Par exemple, en 2020, lors de la chute des contrats à terme sur le pétrole en territoire négatif, le fonds a vendu à découvert le baril de pétrole West Texas Crude tout en achetant les obligations de compagnies pétrolières. « ­Notre couverture s’est avérée très profitable, même si nous avons perdu sur les obligations des firmes pétrolières, explique Sandy Liang, directeur des titres à revenu fixe chez Purpose. Nous visons à donner des rendements totaux semblables à ceux des actions, mais avec moins de risque. »

Les deux outils de placement, le fonds commun et le FNB ­CROP, sont tous deux ancrés dans la même stratégie du fonds de couverture original, qui n’a pas changé depuis sa création en 2013. « ­Les deux fonds sont des alternatifs liquides, sauf qu’on peut les acheter soit en tant que fonds commun, soit en tant que FNB », insiste Sandy Liang.

Élargir le bassin d’investisseurs potentiels

Pourquoi cette double personnalité ? ­Chacune correspond aux besoins d’investisseurs différents. « J’ai des clients qui ne veulent pas acheter des FNB, seulement des FCP, affirme Elliot Johnson, et vice versa. » ­En offrant deux outils de placement greffés au même tronc d’un portefeuille commun, les manufacturiers de fonds « peuvent ainsi avoir accès à un plus grand nombre d’investisseurs, soutient Erika ­Toth.
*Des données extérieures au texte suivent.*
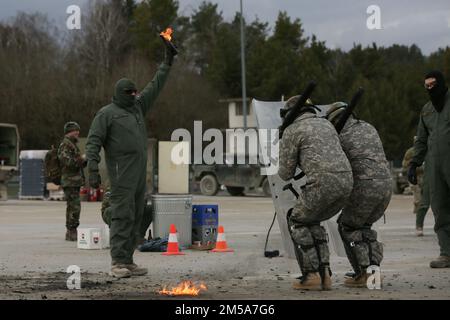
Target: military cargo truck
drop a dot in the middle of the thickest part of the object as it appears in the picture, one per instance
(9, 155)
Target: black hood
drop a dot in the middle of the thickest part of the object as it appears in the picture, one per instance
(438, 92)
(122, 99)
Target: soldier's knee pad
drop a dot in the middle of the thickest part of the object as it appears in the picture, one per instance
(106, 216)
(321, 243)
(355, 245)
(306, 246)
(375, 248)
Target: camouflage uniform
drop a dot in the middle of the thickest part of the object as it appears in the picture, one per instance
(312, 144)
(71, 179)
(371, 194)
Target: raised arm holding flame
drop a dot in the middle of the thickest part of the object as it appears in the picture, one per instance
(166, 36)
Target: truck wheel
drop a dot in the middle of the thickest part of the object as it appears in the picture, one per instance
(209, 185)
(396, 188)
(266, 188)
(236, 191)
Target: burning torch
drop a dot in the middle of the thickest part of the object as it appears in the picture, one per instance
(166, 36)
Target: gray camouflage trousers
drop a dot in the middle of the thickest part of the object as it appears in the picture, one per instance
(323, 196)
(367, 204)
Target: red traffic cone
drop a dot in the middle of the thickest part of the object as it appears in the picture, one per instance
(221, 244)
(172, 246)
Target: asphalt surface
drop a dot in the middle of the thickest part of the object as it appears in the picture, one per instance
(35, 257)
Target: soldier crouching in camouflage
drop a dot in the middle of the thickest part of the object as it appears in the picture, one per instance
(72, 163)
(312, 144)
(372, 190)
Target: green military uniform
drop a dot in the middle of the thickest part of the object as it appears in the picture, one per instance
(421, 191)
(71, 179)
(120, 129)
(106, 213)
(433, 141)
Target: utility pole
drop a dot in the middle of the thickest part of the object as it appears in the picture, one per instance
(244, 91)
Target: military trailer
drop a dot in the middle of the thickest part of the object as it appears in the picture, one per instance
(9, 155)
(236, 178)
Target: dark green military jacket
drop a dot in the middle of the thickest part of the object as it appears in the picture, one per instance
(122, 133)
(71, 163)
(433, 134)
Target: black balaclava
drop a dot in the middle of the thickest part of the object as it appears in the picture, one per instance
(438, 92)
(121, 98)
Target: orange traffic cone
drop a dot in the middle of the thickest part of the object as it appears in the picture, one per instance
(172, 246)
(221, 244)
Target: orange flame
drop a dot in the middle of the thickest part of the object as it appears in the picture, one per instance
(185, 288)
(167, 34)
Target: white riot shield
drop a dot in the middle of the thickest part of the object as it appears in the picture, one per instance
(268, 117)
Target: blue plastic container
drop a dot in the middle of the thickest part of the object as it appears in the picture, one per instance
(205, 215)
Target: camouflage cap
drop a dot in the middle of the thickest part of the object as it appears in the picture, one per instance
(71, 126)
(335, 110)
(293, 100)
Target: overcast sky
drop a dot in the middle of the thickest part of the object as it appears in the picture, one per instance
(340, 22)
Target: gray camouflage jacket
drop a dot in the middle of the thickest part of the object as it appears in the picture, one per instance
(312, 144)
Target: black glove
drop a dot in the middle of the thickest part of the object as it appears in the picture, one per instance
(412, 175)
(94, 179)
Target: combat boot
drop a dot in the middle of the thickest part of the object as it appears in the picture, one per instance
(326, 279)
(419, 232)
(136, 270)
(441, 262)
(357, 281)
(73, 234)
(120, 271)
(311, 281)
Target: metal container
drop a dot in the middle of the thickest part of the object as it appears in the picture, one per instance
(32, 174)
(173, 209)
(204, 234)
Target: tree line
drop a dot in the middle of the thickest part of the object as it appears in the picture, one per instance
(49, 76)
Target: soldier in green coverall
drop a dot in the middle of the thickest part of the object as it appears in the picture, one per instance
(120, 129)
(433, 141)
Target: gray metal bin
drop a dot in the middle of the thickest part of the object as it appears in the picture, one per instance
(176, 209)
Les conseillers, par exemple, préfèrent acheter des FCP et n’ont pas à se préoccuper d’écarts ­achat-vente en fin de journée, alors que c’est ce que d’autres recherchent. Aussi, les FCP facilitent les prélèvements systématiques de revenu, ce qu’on ne peut pas faire avec les FNB ».

Entre les deux formats FNB et FCP, « la performance devrait être très semblable », avance ­Erika ­Toth. On peut voir de minces différences entre les deux types de fonds, explique-t-elle, à cause du coût rattaché à l’écart cours ­acheteur-vendeur pour le FNB et le ratio de frais de transaction pour le FCP, mais elles devraient être minimes. À cela, il faut aussi rattacher les frais de Gestion des différentes catégories de FCP.

C’est ce qu’on constate pour le fonds de Purpose Investments. Sur un an au 29 novembre 2024, le FNB a donné un rendement de 15,62 % ; sur trois ans, de 4,41 %. La série F de l’équivalent FCP a donné 15,59 % et 4,26 % pour les mêmes périodes, la série A, 14,69 % et 3,25 %. Du côté des fonds de Evolve, les écarts peuvent être un peu plus grands, mais ils tiennent essentiellement aux différentes stratégies de couverture de change. Ainsi, le FNB avec couverture du dollar canadien a donné un rendement de 3,56 % sur un an au 30 novembre 2024, alors que le FCP équivalent (EVF401, série A) a donné un rendement de 3,58 %, et le FCP de série F, un rendement de 2,63 %.

Cependant, les résultats de certaines séries FNB peuvent diverger de façon inattendue. Par exemple, le FNB ­SIA ­Fonds ciblé d’actions canadiennes (ZFC) de BMO Gestion mondiale d’actifs présente les résultats suivants au 30 novembre 2024 : 1 an : 16,07 % ; 3 ans : 7,17 % ; 5 ans : 7,08 %. Le FCP équivalent de série F, pour sa part, affiche 1 an : 16,82 % ; 3 ans : 5,03 % ; 5 ans : 7,14 %. Pour tous deux, le ratio de frais de Gestion (RFG) est de 0,83 %. Par ailleurs, le FCP de série A affiche pour 1 an 15,6 % ; 3 ans, 3,94 % ; 5 ans, 5,77 %. Ici, on peut supposer que le ­RFG de 1,9 % peut faire une différence sensible.